Haar hakken slepen over de kinderkopjes in de winkelstraat. Het is
harder gaan waaien en de regen striemt in haar gezicht. Ze duwt haar
gebalde handen diep in de zakken van haar jas.
Vanaf hun eerste kus is ze bang geweest hem te verliezen. En die
angst heeft het gewonnen van de liefde voor hem. Niet dat ze hem
niet vertrouwde, of bang was voor andere vrouwen. O nee. Ze zou
continu moeten vechten tegen zijn verlangen. Tegen zijn heimwee naar
het granaatappelland, zoute zee land, zijn o zo verre moederland.

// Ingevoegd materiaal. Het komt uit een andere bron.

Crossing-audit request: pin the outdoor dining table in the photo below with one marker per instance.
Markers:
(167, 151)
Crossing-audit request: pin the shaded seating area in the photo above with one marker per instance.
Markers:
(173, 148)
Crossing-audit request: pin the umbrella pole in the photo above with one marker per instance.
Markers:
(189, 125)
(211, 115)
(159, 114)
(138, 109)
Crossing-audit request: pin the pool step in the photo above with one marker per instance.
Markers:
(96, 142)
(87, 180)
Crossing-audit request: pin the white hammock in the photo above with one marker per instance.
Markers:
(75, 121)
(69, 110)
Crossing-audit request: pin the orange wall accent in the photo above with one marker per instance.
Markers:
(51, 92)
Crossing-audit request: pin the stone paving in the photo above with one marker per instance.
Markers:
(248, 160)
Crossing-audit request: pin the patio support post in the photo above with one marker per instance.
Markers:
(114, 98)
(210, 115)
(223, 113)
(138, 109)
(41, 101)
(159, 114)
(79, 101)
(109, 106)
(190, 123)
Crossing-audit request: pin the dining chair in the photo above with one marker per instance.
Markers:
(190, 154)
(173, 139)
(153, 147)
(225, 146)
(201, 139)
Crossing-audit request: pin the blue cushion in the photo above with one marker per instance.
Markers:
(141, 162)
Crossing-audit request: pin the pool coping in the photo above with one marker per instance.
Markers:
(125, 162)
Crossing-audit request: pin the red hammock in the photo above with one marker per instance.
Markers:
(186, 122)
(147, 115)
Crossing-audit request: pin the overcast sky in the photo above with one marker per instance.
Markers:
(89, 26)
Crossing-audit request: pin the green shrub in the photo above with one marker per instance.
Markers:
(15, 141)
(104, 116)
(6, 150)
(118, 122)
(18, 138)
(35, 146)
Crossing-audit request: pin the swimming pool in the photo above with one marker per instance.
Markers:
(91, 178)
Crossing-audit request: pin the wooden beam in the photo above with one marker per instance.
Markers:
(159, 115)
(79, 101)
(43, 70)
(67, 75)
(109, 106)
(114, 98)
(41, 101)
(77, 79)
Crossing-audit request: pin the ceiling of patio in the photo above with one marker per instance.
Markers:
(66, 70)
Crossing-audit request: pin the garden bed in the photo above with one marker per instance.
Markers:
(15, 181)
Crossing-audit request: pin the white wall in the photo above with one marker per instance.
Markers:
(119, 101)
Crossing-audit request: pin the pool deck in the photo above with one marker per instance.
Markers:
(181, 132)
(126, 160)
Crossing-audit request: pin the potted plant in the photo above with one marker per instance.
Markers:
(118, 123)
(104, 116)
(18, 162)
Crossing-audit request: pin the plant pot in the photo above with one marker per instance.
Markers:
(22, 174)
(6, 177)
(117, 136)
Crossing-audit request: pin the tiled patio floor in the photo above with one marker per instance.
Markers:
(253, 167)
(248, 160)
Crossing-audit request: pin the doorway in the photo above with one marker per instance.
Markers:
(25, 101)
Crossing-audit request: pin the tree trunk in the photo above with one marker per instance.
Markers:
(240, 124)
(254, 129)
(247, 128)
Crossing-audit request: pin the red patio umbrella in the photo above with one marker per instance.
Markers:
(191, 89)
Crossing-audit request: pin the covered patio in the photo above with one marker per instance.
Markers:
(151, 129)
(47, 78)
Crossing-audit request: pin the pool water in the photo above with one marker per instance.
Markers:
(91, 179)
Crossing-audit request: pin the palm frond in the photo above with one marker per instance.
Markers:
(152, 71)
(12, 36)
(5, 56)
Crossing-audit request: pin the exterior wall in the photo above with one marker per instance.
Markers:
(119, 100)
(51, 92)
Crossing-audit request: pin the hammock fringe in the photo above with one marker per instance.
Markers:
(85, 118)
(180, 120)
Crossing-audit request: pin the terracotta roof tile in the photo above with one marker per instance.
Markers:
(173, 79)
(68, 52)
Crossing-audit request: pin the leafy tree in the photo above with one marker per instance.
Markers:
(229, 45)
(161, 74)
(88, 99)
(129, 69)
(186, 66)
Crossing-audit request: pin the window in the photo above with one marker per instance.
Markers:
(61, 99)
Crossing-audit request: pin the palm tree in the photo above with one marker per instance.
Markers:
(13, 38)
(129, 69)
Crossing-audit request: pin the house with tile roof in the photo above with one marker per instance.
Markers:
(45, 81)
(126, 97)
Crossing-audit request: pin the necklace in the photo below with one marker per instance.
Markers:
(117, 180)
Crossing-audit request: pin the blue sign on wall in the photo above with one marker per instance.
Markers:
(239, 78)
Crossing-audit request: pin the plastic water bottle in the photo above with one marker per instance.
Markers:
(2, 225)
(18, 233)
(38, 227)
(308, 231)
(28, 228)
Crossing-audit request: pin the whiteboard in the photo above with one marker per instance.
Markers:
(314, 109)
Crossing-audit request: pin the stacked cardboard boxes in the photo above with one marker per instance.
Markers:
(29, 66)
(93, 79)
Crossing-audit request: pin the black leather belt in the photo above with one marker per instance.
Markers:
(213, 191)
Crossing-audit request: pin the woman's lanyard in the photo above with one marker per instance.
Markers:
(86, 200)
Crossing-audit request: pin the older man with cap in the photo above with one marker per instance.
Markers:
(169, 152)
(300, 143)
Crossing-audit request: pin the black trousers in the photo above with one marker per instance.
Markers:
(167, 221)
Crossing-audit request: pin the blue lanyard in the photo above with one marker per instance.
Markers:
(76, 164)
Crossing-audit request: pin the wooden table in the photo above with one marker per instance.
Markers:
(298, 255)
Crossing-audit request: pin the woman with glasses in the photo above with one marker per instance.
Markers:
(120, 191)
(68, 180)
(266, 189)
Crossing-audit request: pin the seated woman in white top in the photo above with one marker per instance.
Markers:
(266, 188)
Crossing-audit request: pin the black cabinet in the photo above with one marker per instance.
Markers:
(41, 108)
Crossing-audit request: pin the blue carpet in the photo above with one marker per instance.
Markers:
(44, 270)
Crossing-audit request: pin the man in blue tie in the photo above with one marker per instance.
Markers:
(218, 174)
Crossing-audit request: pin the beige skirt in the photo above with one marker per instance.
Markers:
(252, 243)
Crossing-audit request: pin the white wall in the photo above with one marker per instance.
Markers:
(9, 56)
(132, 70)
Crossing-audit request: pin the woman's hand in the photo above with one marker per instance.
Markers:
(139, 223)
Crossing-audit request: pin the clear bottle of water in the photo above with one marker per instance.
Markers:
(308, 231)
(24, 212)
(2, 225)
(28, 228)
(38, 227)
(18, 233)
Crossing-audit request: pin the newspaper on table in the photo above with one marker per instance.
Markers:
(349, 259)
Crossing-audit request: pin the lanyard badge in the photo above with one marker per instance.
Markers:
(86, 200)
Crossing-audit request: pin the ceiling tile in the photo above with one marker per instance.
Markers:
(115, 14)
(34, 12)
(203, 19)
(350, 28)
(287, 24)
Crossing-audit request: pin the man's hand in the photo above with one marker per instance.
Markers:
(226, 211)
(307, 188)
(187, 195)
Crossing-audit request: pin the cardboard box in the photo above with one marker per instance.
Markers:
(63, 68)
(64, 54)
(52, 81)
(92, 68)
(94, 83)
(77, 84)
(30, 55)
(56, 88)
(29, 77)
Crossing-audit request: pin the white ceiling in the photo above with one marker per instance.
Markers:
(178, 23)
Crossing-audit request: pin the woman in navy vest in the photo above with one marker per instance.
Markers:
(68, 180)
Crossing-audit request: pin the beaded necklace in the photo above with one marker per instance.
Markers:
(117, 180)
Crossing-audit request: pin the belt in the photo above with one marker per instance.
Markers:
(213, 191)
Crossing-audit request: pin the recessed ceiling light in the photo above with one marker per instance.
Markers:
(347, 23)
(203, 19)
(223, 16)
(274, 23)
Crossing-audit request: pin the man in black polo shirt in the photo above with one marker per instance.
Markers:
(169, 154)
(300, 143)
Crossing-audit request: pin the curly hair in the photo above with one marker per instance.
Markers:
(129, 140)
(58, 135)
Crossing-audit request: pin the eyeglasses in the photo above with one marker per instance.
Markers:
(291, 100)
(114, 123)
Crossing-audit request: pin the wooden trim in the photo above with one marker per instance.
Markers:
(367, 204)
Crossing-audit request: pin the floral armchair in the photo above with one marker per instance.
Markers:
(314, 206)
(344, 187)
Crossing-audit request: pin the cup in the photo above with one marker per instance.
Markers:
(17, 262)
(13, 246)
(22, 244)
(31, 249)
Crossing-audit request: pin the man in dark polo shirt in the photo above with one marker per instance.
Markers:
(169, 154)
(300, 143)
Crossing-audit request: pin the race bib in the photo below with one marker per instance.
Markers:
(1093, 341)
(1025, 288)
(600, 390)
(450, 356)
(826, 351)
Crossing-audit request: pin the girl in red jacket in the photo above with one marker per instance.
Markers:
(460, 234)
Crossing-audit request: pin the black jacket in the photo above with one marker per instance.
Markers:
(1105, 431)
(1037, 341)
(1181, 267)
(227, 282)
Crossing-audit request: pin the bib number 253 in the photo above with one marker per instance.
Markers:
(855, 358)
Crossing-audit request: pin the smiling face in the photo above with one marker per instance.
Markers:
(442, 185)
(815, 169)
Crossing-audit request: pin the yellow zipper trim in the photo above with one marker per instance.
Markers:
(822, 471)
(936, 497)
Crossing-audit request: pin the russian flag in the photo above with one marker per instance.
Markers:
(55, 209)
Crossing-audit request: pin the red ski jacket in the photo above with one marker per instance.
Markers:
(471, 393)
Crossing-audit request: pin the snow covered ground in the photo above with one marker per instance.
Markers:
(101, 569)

Een land dat nooit het hare kan worden. Dus heeft ze hem van zich af
gestoten, om zichzelf te beschermen voor een pijn die onverdraaglijk
zou zijn. Ze heeft de trotse man op zijn ziel getrapt en diep
gekwetst.
En pas nu hij haar uit zijn hart verbannen heeft, nu het te laat is,
weet ze dat hij nooit, nooit meer weg zal gaan uit haar.